A importância de garantir acessibilidade para todos

Enviada em 21/08/2023

Na novela “Viver a vida”, conta-se a história de Luciana, uma jovem cadeirante que relata em um blog os desafios para se locomover em detrimento da vulnerável inclusão social. Fora da ficção, no que tange os direitos e deveres, persistem algumas lacunas, pois o governo é, em grande parte, omisso e a sociedade egocêntrica, de modo que impossibilitam a acessibilidade tão essencial a todos. Portanto, faz-se substancial mitigar a irresponsabilidade nacional.
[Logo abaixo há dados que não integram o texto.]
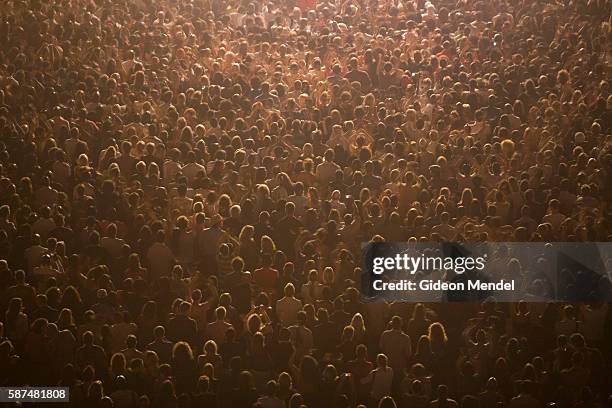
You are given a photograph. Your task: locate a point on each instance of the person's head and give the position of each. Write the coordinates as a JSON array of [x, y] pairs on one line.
[[381, 360]]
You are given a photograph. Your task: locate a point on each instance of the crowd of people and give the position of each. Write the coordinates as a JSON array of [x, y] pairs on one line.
[[185, 187]]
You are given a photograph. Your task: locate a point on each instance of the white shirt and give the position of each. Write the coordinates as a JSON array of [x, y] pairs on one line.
[[381, 379]]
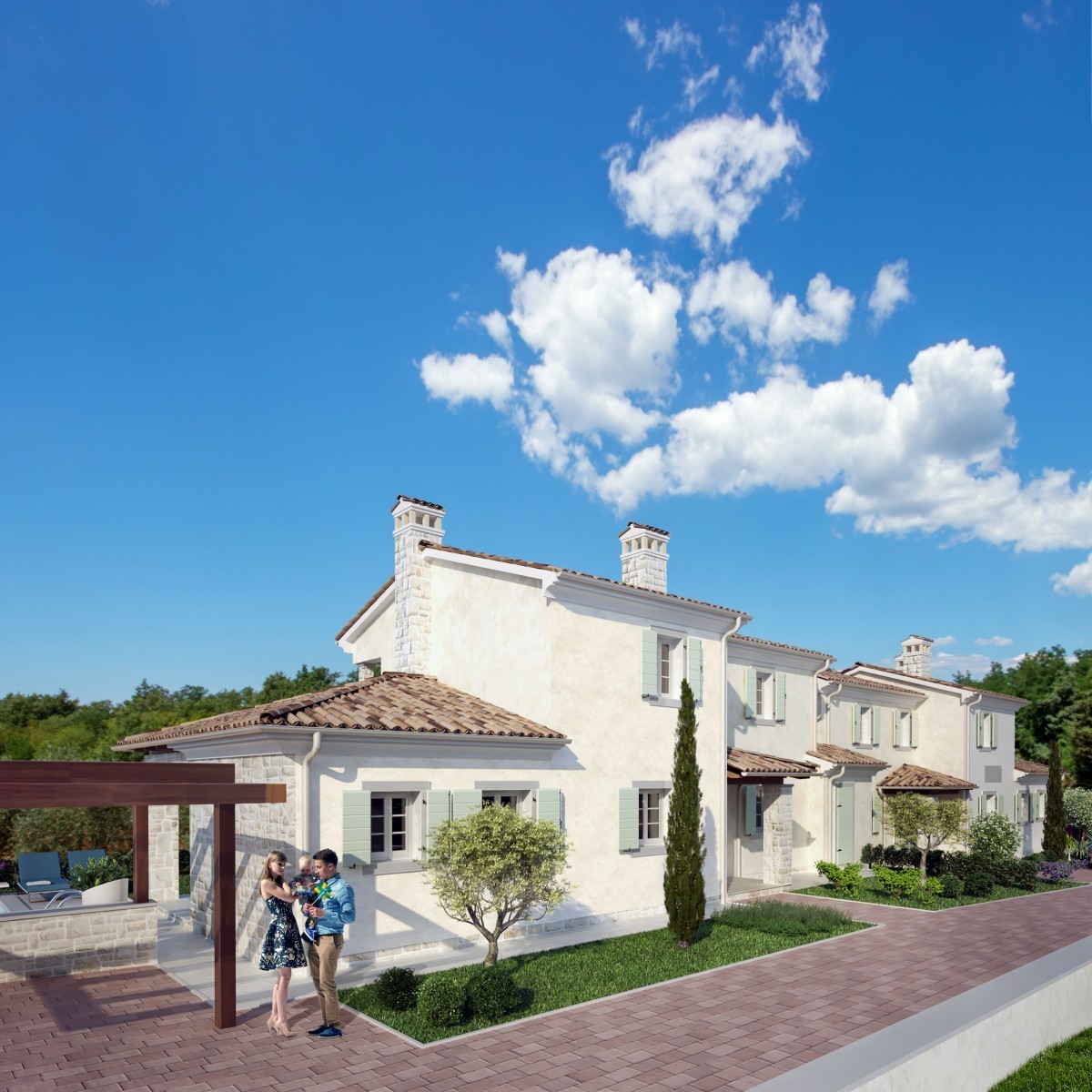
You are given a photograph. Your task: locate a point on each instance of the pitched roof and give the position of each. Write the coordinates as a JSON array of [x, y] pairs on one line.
[[778, 644], [394, 702], [917, 776], [842, 677], [958, 686], [1026, 765], [424, 544], [741, 762], [842, 756], [364, 610]]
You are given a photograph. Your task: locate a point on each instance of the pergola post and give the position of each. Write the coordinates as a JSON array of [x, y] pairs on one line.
[[223, 921]]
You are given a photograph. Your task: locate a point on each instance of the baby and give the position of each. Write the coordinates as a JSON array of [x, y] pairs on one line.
[[303, 884]]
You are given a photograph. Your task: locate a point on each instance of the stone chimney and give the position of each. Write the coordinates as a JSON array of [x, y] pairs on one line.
[[644, 557], [415, 521], [916, 656]]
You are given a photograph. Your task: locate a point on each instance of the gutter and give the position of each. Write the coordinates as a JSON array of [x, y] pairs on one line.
[[722, 849]]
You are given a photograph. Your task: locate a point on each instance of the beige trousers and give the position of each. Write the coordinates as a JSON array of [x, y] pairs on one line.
[[322, 959]]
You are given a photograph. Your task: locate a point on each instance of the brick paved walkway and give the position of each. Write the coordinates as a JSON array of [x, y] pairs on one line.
[[727, 1029]]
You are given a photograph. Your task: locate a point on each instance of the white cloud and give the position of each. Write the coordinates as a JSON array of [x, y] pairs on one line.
[[1078, 581], [891, 289], [602, 333], [468, 378], [694, 88], [1036, 20], [708, 178], [734, 298], [797, 45], [496, 327]]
É imperioso mencionar, a princípio, que a Constituição Federal de 1988 certifica o papel do Estado na mobilidade urbana, de forma que a negação dessa norma simboliza o retrocesso de toda conjuntura social. Nesse sentido, o Poder Executivo se mostra inerte na fiscalização de rampas de acesso obrigatórias nos locais públicos e privados, o que perpetua a segregação às escolas, ao mercado de trabalho e ao lazer. Segundo Milton Santos, geógrafo brasileiro, o sistema democrático será efetivado apenas quando todos desfrutarem plenamente os direitos políticos, civis e sociais de maneira uniforme. Logo, é de suma prioridade reverter tal negligência para assegurar o bem-estar.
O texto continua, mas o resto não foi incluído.